S – SOCIAL: to handle the social and ethical impacts that rolling out digital twins in the agri-food sector might bring, we need to take a Responsible Research and Innovation (RRI) approach. This means getting researchers/innovators to work openly with all sorts of people, like citizens, politicians, businesses, or NGOs. It’s about kicking off a conversation to make sure science and tech do the best they can not just for solving today’s problems but for building a fair and safe future too. The goal isn’t just to hit some pre-set research and innovation targets in terms of social and economic outcomes, or to make sure these outcomes are on the right side of ethics and law, but also to ensure the whole research and innovation process is seen as fair and desirable by society. An RRI approach believes that considering the “human factor” is key in research and innovation because tech is seen as a game-changer for the world, deeply affecting human lives (social). The aim here is to widen and deepen how tech innovators (including scientists, techies, businesses, and sometimes politicians) see things, helping them make choices that consider societal and ethical issues.

T – TECHNOLOGICAL: despite the buzz, there are real technical and economic hurdles to getting digital twins up and running in the agri-food sector. For starters, creating strong virtual replicas requires good sensor coverage and a way to figure out how uncertain the model might be. Some folks suggest using Bayesian methods to build digital twins, but finding solid methods to deal with uncertainty is still a big challenge. Also, sensors can sometimes fail or not record data: relying on a predictive model with dodgy sensor data ups the chance of mistakes. This is a major roadblock to rolling them out on a large scale. Plus, there’s a lack of common standards for modeling digital twins, which could make it tricky to integrate models made separately.

E – ECONOMIC: tech innovation is huge for the agri-food sector, helping tackle big issues like climate change, rising production demands, and changing consumer needs. Digital tech is shaking up business models, creating new ways to make money and add value all along the value chain. Tech tools like artificial intelligence, new ways for humans and machines to interact, augmented reality, IoT, digital twins, and advanced robotics are set to revamp the farming sector, opening doors to new value creation, cost and waste reduction, and boosting the sector’s economic sustainability.
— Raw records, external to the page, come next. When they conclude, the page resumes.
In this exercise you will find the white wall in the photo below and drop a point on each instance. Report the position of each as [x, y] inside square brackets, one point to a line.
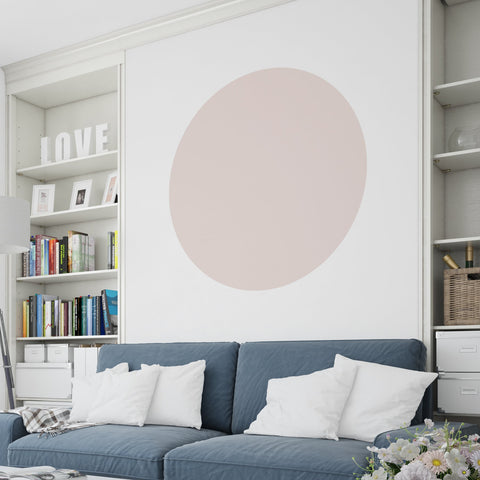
[369, 287]
[3, 189]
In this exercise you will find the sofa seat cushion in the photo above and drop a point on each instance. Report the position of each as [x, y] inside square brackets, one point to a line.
[250, 457]
[11, 428]
[117, 450]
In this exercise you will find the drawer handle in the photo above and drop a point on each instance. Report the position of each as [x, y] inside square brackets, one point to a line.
[468, 349]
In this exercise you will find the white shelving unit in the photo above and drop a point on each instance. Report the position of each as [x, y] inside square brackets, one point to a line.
[72, 168]
[83, 96]
[451, 179]
[89, 214]
[109, 274]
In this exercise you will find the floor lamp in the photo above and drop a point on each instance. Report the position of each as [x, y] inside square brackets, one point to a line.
[14, 238]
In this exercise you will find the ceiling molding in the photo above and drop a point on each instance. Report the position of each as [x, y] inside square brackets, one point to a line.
[186, 20]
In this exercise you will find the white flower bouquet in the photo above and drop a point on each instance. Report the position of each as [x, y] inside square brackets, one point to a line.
[433, 453]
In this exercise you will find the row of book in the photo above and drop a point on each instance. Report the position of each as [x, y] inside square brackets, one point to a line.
[48, 255]
[49, 316]
[112, 260]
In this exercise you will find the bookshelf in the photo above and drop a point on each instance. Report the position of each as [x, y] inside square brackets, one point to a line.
[56, 106]
[451, 178]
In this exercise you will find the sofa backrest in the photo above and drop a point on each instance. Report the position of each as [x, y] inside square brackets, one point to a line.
[260, 361]
[221, 360]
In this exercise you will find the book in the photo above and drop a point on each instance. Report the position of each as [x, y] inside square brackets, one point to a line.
[116, 250]
[39, 253]
[47, 318]
[107, 326]
[110, 299]
[33, 315]
[70, 234]
[91, 254]
[63, 255]
[40, 320]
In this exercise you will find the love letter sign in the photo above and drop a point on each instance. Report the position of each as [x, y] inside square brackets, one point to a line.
[82, 144]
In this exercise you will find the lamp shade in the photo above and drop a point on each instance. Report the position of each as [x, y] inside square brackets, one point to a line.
[14, 225]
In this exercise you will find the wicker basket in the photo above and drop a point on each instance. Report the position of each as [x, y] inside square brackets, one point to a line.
[461, 296]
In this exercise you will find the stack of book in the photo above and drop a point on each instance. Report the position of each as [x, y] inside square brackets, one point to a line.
[48, 255]
[48, 316]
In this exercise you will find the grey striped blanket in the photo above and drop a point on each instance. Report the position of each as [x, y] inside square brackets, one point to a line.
[47, 421]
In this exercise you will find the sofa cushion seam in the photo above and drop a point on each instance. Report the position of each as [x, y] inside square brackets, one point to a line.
[265, 467]
[76, 452]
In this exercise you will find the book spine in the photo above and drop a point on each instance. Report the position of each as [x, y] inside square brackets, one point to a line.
[98, 315]
[56, 318]
[57, 257]
[70, 318]
[47, 318]
[51, 256]
[91, 254]
[24, 319]
[89, 316]
[39, 315]
[83, 327]
[76, 253]
[116, 249]
[106, 320]
[38, 255]
[32, 258]
[33, 316]
[109, 251]
[63, 255]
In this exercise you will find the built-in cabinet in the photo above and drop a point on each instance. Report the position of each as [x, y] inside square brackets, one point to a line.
[50, 105]
[451, 193]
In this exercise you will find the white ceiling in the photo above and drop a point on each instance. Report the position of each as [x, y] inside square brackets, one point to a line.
[32, 27]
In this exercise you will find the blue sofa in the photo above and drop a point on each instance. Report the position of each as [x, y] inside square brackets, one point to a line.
[235, 387]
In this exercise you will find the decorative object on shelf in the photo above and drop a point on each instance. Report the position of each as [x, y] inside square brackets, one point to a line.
[428, 454]
[464, 138]
[82, 144]
[14, 238]
[450, 261]
[469, 255]
[461, 296]
[111, 187]
[81, 194]
[43, 197]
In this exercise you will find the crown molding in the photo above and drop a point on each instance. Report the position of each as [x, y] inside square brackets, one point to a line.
[208, 13]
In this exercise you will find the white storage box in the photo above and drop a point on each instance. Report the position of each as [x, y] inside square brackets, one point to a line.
[458, 351]
[43, 380]
[459, 393]
[59, 353]
[34, 353]
[85, 361]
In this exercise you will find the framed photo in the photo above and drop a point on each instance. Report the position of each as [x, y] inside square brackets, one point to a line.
[81, 194]
[111, 189]
[42, 199]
But right now, the investment needed seems out of reach for many, especially in countries like ours where smaller businesses are the norm.

P – POLITICAL: the FAO points out that a key challenge in this tech transformation is bridging the gap between coming up with a tech or innovation and actually putting it to use. Making this work depends on creating the right conditions to make the most of the benefits while minimizing the challenges from potentially disruptive tech. There’s a need to tweak and tailor national, international, and beyond national research and development programs, alongside policies and investments in agri-food science, tech, and innovation.
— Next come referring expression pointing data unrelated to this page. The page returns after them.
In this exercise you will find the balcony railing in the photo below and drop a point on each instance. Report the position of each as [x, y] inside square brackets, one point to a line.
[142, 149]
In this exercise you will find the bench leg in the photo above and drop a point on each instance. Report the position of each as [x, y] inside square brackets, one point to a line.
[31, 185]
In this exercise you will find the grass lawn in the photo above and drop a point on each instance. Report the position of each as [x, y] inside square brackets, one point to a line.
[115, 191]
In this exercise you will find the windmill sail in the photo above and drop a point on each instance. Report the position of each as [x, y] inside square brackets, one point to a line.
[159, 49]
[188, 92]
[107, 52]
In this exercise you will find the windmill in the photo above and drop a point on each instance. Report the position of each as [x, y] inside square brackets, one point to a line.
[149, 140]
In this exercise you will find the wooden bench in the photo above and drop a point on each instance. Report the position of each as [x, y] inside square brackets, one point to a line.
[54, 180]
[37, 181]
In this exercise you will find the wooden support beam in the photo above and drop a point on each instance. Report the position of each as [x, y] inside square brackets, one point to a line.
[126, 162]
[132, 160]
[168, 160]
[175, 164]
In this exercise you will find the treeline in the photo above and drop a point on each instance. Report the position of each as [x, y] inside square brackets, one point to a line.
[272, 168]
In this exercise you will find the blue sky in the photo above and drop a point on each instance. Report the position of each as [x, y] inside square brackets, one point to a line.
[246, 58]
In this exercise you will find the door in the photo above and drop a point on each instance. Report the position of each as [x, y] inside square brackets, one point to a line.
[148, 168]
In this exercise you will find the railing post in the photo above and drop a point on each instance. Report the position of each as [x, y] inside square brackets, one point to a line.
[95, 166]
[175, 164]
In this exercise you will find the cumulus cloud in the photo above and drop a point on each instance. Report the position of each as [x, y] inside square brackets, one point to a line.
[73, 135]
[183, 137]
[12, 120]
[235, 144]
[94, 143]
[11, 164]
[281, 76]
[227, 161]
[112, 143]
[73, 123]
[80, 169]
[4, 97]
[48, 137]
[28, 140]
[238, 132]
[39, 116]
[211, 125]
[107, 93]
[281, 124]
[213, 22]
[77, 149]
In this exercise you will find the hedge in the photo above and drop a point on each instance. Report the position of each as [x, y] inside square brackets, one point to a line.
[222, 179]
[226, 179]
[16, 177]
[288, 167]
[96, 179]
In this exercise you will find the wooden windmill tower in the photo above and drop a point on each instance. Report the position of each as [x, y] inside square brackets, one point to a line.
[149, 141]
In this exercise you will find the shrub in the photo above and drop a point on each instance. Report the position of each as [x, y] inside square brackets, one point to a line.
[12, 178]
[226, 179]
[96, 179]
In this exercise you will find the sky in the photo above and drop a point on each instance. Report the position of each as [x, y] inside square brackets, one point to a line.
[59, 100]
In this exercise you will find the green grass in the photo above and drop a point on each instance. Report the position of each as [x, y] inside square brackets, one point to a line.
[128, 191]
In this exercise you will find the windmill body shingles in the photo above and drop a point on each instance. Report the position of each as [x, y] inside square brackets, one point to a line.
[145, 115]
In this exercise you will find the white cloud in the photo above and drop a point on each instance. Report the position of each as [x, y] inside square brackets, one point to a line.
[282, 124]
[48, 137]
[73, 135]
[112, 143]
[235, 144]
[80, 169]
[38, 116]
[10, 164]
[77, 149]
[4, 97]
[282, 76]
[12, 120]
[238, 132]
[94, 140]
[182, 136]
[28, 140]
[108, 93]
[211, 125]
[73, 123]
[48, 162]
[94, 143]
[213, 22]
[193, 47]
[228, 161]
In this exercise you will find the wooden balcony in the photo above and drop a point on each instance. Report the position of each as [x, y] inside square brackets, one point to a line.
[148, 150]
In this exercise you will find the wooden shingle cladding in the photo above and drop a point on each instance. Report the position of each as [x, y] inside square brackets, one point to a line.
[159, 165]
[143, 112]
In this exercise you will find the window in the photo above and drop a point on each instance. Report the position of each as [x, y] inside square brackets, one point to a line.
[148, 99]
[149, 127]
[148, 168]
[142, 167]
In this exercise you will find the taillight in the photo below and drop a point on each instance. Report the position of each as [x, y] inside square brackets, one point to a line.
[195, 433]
S – SUSTAINABILITY: Making virtual versions of whole agricultural systems and pairing them with advanced decision-making tech could bring loads of benefits, especially when agri-food production systems and supply chains aren’t currently on track to meet the Sustainable Development Goals (SDGs). Using reinforced learning – a slice of AI that’s really good at tackling complex decisions – digital twins can come up with strategies to, say, boost crop yields, as well as run “what-if” forecasts and simulations to spot ways to make the agri-food sector more sustainable. Digitizing farm production might cut labor costs, boost operational efficiency, improve animal health, and help stop biodiversity loss. Yet, there are tech and economic barriers that limit their spread and put the aim of creating inclusive, productive, and sustainable agri-food systems at risk.